What are the responsibilities and job description for the Senior Site Reliability Engineer position at Angi?
About the Role
Site Reliability Engineers (SREs) on the Telemetry team are responsible for ensuring that Angi’s Insights Platform can be relied upon to support the needs of our mission-critical systems. The SRE role at Angi is different from many other organizations. You will find yourself working in a team of SREs tasked with completing company objectives instead of being embedded amongst development teams. The team works together to address client needs as any development group would. This allows for easier sharing of knowledge between team members and a more consistent experience for the clients. We build all of our solutions using EKS in AWS with Terraform and leverage Weave Flux, Prometheus, Cortex, Loki, Tempo, and Grafana to provide telemetry services for our clients. Every day you’ll find yourself either managing them, providing solutions based on their data, or working with clients on how to properly use our Telemetry Platform.
We are looking for experienced Site Reliability Engineers who meet the following criteria
Technical:
- A working knowledge of metrics, logs, and distributed tracing practices.
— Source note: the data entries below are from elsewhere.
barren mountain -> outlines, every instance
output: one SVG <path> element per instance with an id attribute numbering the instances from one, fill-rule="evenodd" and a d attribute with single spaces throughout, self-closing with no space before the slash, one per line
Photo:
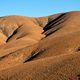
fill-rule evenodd
<path id="1" fill-rule="evenodd" d="M 80 80 L 80 12 L 0 17 L 0 80 Z"/>

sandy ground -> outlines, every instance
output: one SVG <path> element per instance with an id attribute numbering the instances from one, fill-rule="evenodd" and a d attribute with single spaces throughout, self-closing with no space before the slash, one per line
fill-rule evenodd
<path id="1" fill-rule="evenodd" d="M 80 12 L 0 17 L 0 80 L 80 80 Z"/>

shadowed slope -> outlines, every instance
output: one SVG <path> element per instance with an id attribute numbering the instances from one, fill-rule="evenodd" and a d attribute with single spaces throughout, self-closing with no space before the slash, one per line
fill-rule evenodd
<path id="1" fill-rule="evenodd" d="M 80 79 L 79 11 L 5 16 L 0 30 L 0 80 Z"/>

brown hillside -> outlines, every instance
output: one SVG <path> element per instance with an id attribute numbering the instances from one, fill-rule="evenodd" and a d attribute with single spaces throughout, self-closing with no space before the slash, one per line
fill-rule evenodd
<path id="1" fill-rule="evenodd" d="M 0 80 L 80 80 L 80 12 L 0 17 Z"/>

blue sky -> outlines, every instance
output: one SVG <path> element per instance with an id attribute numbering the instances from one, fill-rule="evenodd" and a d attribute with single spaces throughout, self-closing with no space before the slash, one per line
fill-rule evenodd
<path id="1" fill-rule="evenodd" d="M 0 0 L 0 16 L 40 17 L 80 10 L 80 0 Z"/>

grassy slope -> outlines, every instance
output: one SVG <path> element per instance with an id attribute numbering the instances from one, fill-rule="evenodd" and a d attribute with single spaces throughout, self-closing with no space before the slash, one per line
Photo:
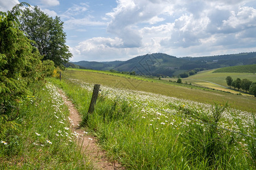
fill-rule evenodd
<path id="1" fill-rule="evenodd" d="M 236 66 L 217 69 L 215 73 L 250 73 L 256 72 L 256 65 Z"/>
<path id="2" fill-rule="evenodd" d="M 0 143 L 0 169 L 92 169 L 72 131 L 64 128 L 70 126 L 68 108 L 56 89 L 48 87 L 20 101 L 17 118 L 1 125 L 8 130 L 0 139 L 7 143 Z"/>
<path id="3" fill-rule="evenodd" d="M 119 78 L 92 72 L 68 73 L 91 83 L 99 82 L 100 79 L 107 83 L 111 79 L 110 76 L 114 80 Z M 68 78 L 67 74 L 66 78 Z M 210 110 L 209 107 L 203 111 L 189 101 L 180 103 L 157 95 L 148 96 L 139 92 L 133 94 L 102 87 L 95 111 L 88 115 L 93 86 L 81 81 L 73 83 L 64 78 L 63 80 L 55 83 L 62 87 L 84 116 L 82 125 L 97 137 L 110 158 L 118 159 L 128 169 L 253 169 L 252 162 L 245 154 L 247 150 L 240 142 L 243 138 L 214 126 L 198 126 L 194 121 L 153 109 L 171 108 L 170 112 L 180 115 L 200 113 L 197 116 L 208 120 L 213 118 L 208 114 Z M 119 97 L 122 95 L 133 101 L 122 100 Z M 170 105 L 170 101 L 173 105 Z M 142 103 L 152 107 L 142 105 Z M 175 104 L 179 107 L 175 107 Z M 203 105 L 204 108 L 206 105 Z M 216 113 L 220 113 L 218 110 L 224 108 L 222 105 L 216 107 Z M 242 118 L 240 113 L 238 112 L 237 115 Z M 245 125 L 249 125 L 247 119 L 243 120 Z M 228 127 L 236 126 L 233 121 L 229 123 Z M 254 128 L 250 129 L 253 133 Z M 244 140 L 249 143 L 250 139 Z"/>
<path id="4" fill-rule="evenodd" d="M 69 70 L 65 73 L 64 75 L 90 83 L 144 91 L 201 103 L 213 104 L 214 101 L 219 103 L 228 101 L 231 105 L 231 107 L 236 109 L 249 112 L 256 110 L 255 97 L 238 96 L 218 91 L 200 90 L 193 88 L 193 87 L 191 88 L 171 86 L 171 84 L 156 83 L 86 71 Z"/>
<path id="5" fill-rule="evenodd" d="M 226 78 L 230 76 L 233 80 L 239 78 L 241 79 L 247 79 L 252 82 L 256 82 L 256 75 L 253 73 L 213 73 L 216 69 L 211 70 L 203 71 L 198 74 L 190 76 L 184 80 L 191 79 L 200 79 L 209 81 L 218 84 L 228 87 L 226 82 Z"/>

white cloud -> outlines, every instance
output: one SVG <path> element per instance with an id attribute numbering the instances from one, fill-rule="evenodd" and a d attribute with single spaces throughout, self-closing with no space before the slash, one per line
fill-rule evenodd
<path id="1" fill-rule="evenodd" d="M 19 3 L 18 0 L 0 0 L 0 11 L 3 12 L 10 11 L 18 3 Z"/>
<path id="2" fill-rule="evenodd" d="M 80 5 L 73 5 L 69 8 L 63 15 L 66 18 L 82 14 L 88 10 L 88 5 L 85 3 L 81 3 Z"/>
<path id="3" fill-rule="evenodd" d="M 90 16 L 82 19 L 76 19 L 71 18 L 64 22 L 64 26 L 66 29 L 77 29 L 79 27 L 85 26 L 104 26 L 106 23 L 92 20 Z"/>
<path id="4" fill-rule="evenodd" d="M 47 14 L 49 16 L 51 16 L 52 18 L 55 18 L 57 15 L 57 13 L 55 11 L 51 11 L 48 9 L 42 9 L 43 12 L 45 14 Z"/>
<path id="5" fill-rule="evenodd" d="M 88 39 L 71 48 L 71 52 L 74 56 L 72 61 L 82 60 L 82 58 L 90 61 L 118 59 L 122 56 L 127 55 L 126 50 L 120 48 L 122 46 L 122 40 L 117 37 L 98 37 Z"/>
<path id="6" fill-rule="evenodd" d="M 55 6 L 60 5 L 58 0 L 41 0 L 41 2 L 46 6 Z"/>
<path id="7" fill-rule="evenodd" d="M 119 0 L 106 14 L 108 18 L 104 18 L 110 20 L 107 32 L 116 37 L 90 39 L 76 49 L 80 49 L 79 56 L 105 56 L 103 52 L 129 57 L 148 52 L 181 57 L 256 50 L 256 9 L 246 6 L 252 1 Z M 106 45 L 110 40 L 121 42 Z M 79 46 L 86 46 L 86 53 Z"/>

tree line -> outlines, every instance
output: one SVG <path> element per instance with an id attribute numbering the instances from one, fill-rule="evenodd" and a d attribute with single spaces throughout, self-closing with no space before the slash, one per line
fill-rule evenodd
<path id="1" fill-rule="evenodd" d="M 249 93 L 256 96 L 256 82 L 253 82 L 247 79 L 243 79 L 241 80 L 238 78 L 236 80 L 233 80 L 230 76 L 228 76 L 226 78 L 226 84 L 231 88 L 231 87 L 234 87 L 234 89 L 237 88 L 238 90 L 240 89 L 249 92 Z"/>
<path id="2" fill-rule="evenodd" d="M 72 57 L 65 36 L 60 18 L 36 6 L 23 2 L 0 11 L 0 137 L 22 100 L 40 90 L 46 76 L 64 69 Z"/>

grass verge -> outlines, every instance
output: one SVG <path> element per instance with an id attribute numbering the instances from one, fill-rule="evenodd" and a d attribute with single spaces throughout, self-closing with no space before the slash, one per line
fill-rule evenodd
<path id="1" fill-rule="evenodd" d="M 51 84 L 20 101 L 0 143 L 1 169 L 90 169 L 69 130 L 69 110 Z M 1 116 L 0 115 L 0 117 Z"/>
<path id="2" fill-rule="evenodd" d="M 88 88 L 81 82 L 74 83 L 67 80 L 61 82 L 55 80 L 54 83 L 61 87 L 73 99 L 84 116 L 83 125 L 98 137 L 109 159 L 118 160 L 127 169 L 255 168 L 253 155 L 247 151 L 251 148 L 249 143 L 255 143 L 255 139 L 247 141 L 239 134 L 198 121 L 215 126 L 224 122 L 230 123 L 224 118 L 224 114 L 228 114 L 225 105 L 216 104 L 206 109 L 196 108 L 193 104 L 188 107 L 191 104 L 188 101 L 185 104 L 179 101 L 170 103 L 168 110 L 182 116 L 177 117 L 127 100 L 122 94 L 114 95 L 113 89 L 106 90 L 102 87 L 104 90 L 98 97 L 95 111 L 88 115 L 92 90 L 90 87 Z M 145 97 L 143 99 L 145 101 L 150 99 L 144 95 L 139 95 L 139 92 L 134 95 L 134 99 L 141 97 L 141 95 Z M 159 103 L 157 107 L 160 107 L 162 104 Z M 255 125 L 248 124 L 246 127 L 241 127 L 245 133 L 249 128 L 252 130 L 250 134 L 255 134 Z"/>

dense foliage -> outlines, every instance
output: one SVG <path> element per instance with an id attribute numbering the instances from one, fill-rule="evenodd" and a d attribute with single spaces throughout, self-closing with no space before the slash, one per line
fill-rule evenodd
<path id="1" fill-rule="evenodd" d="M 23 5 L 27 4 L 0 12 L 0 121 L 3 124 L 14 118 L 20 100 L 30 93 L 28 87 L 42 79 L 42 56 L 19 29 L 16 16 Z M 3 134 L 2 129 L 0 131 Z"/>
<path id="2" fill-rule="evenodd" d="M 72 56 L 65 44 L 64 23 L 59 17 L 53 19 L 35 6 L 32 10 L 26 8 L 20 20 L 21 29 L 34 41 L 31 44 L 44 56 L 43 60 L 50 60 L 61 67 Z"/>

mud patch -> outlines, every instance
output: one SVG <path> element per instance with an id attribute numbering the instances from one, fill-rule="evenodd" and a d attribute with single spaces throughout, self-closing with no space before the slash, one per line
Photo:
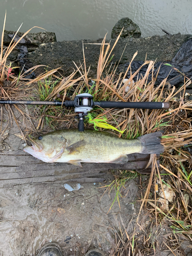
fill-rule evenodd
<path id="1" fill-rule="evenodd" d="M 1 188 L 2 253 L 33 255 L 51 242 L 59 243 L 64 255 L 73 255 L 75 250 L 80 255 L 90 246 L 109 253 L 115 244 L 111 223 L 118 226 L 119 214 L 127 223 L 138 212 L 137 184 L 127 182 L 123 194 L 129 196 L 120 199 L 120 209 L 116 202 L 108 215 L 115 191 L 101 199 L 104 191 L 101 184 L 81 185 L 83 188 L 72 192 L 53 183 Z"/>

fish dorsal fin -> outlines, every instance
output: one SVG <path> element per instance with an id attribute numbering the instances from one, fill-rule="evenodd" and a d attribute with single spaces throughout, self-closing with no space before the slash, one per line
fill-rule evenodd
<path id="1" fill-rule="evenodd" d="M 128 162 L 128 157 L 126 155 L 121 155 L 120 157 L 109 162 L 110 163 L 126 163 Z"/>
<path id="2" fill-rule="evenodd" d="M 72 144 L 70 146 L 66 147 L 66 150 L 69 151 L 69 154 L 73 154 L 78 152 L 78 148 L 81 146 L 83 146 L 86 145 L 86 141 L 84 140 L 79 140 L 77 142 Z"/>
<path id="3" fill-rule="evenodd" d="M 82 167 L 80 161 L 81 160 L 80 159 L 76 160 L 70 160 L 68 161 L 68 163 L 70 163 L 71 164 L 73 164 L 74 165 L 76 165 L 76 166 Z"/>

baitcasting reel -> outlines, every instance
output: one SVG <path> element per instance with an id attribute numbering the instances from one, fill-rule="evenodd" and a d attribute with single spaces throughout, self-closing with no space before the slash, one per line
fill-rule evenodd
<path id="1" fill-rule="evenodd" d="M 33 101 L 30 100 L 0 100 L 0 104 L 26 104 L 27 105 L 62 105 L 62 102 L 54 101 Z M 79 119 L 78 130 L 84 132 L 83 118 L 88 112 L 92 110 L 94 106 L 103 109 L 168 109 L 168 102 L 121 102 L 121 101 L 94 101 L 93 97 L 89 93 L 82 93 L 75 97 L 74 100 L 66 100 L 63 105 L 67 108 L 75 108 L 75 113 L 78 114 Z"/>

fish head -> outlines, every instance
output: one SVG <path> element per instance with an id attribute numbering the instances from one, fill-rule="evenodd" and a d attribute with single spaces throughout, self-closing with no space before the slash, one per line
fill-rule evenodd
<path id="1" fill-rule="evenodd" d="M 50 133 L 31 140 L 32 146 L 27 146 L 24 151 L 46 162 L 56 161 L 64 152 L 67 140 L 60 134 Z"/>

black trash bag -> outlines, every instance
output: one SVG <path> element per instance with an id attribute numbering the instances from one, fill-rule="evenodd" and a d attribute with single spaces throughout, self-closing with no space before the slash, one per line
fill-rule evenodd
<path id="1" fill-rule="evenodd" d="M 8 35 L 11 38 L 12 38 L 14 36 L 14 34 L 10 34 Z M 14 41 L 17 41 L 20 38 L 20 37 L 19 36 L 16 35 L 14 40 Z M 23 74 L 25 72 L 27 71 L 33 67 L 32 63 L 29 61 L 27 58 L 28 50 L 24 38 L 22 39 L 19 44 L 17 45 L 16 48 L 18 49 L 20 52 L 20 53 L 18 54 L 17 60 L 19 62 L 21 66 L 21 68 L 19 68 L 20 71 L 21 71 L 22 73 Z M 35 74 L 33 71 L 29 71 L 25 73 L 25 78 L 34 79 L 35 78 Z"/>
<path id="2" fill-rule="evenodd" d="M 159 68 L 159 72 L 157 76 L 156 83 L 159 84 L 162 81 L 167 77 L 167 82 L 172 86 L 177 86 L 184 82 L 184 76 L 179 72 L 173 68 L 172 67 L 165 64 L 168 63 L 177 69 L 179 71 L 184 73 L 185 76 L 191 78 L 192 77 L 192 38 L 188 39 L 183 44 L 181 48 L 174 57 L 171 61 L 158 62 L 154 65 L 154 76 L 157 74 Z M 131 63 L 132 74 L 134 73 L 144 63 L 144 61 L 133 61 Z M 123 65 L 123 69 L 128 68 L 130 62 Z M 148 65 L 143 66 L 138 73 L 134 77 L 133 80 L 136 80 L 142 78 L 145 75 L 148 68 Z M 130 70 L 129 70 L 126 78 L 130 77 Z M 152 80 L 152 72 L 148 75 L 147 82 Z"/>

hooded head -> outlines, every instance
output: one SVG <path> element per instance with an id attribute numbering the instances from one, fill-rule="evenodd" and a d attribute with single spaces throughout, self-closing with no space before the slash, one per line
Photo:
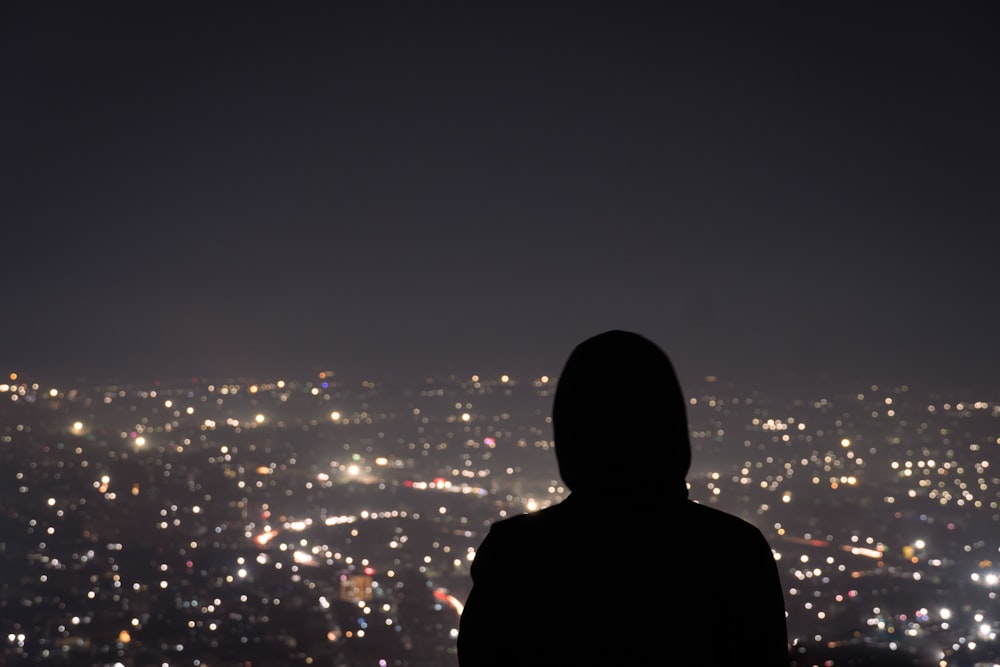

- Depth of knowledge in at least one of those practices.
- Comfortable contributing to a shared codebase.
- Understand Kubernetes and the container orchestration concepts it uses.
- Passionate about process automation and familiar with enough different approaches to entertain several before deciding on which to pursue.
- A healthy amount of curiosity for containerized technology and how it works.
Execution:
- Experience identifying changes that improve processes from a reliability and performance perspective.
- Enjoy finding solutions in low information situations.
- Comfortable using telemetry data to spot parts of a system that do not scale, research solutions, and implement a migration plan that mitigates the situation
- Enjoy working to determine what service information is important enough to drive service levels and create the means for them to use that data.
Collaboration and Communication:
- Have a curiosity for current and new practices that lead to collaboration and process change.
- Enjoy documenting and sharing solutions to interesting challenges with others.
- Participated in post-mortems and have definite opinions on how they serve the organization.
- Experience working as a team to support a critical core system.
As an SRE you will:
- Determine what information is important enough to drive service levels for our services.
- Use service level information to determine reliability on our Telemetry Platform.
- Participate in an on-call rotation that responds to incidents concerning the Telemetry Platform.
- Contribute to solutions defined in GitLab projects and GitHub repositories.
- Maintain AWS EKS clusters using our Terraform modules.
- Automate complex business challenges that require your specific skill set.
- Contribute to core infrastructure pieces that allow Angi to scale to meet the needs of its clients.
- Use the Telemetry Platform to assist in investigations that happen across the organization.
- Plan and shape the growth of Angi’s infrastructure as we iterate it over time.
You may be a fit for this role if you:
- Think about systems - edge cases, failure modes, behaviors, specific implementations.
- Have an understanding of large scale system design, monitoring, observability, and operational practices.
- Have strong programming skills - Go, Python, and/or Ruby
- Have an enthusiastic, go-for-it attitude. When you see something broken, you can't help but fix it.
- Have experience with Weave Flux, Nginx, Kubernetes, Terraform, Prometheus, Loki, Cortex, Tempo, or similar technologies
- Are compelled to keep a constant eye on the Observability space, identifying and planning ahead based on changes in practices/technologies as they arise
Projects you could work on:
- Contribute to our team’s Telemetry Platform that consists of Prometheus, Cortex, Loki, Tempo, and Grafana deployed in EKS using Terraform and Weave Flux on AWS.
- Contribute to projects across the organization to address challenges that your skill set exceeds.
- Work with our dev teams to determine how to make their paging strategy more meaningful and less problematic.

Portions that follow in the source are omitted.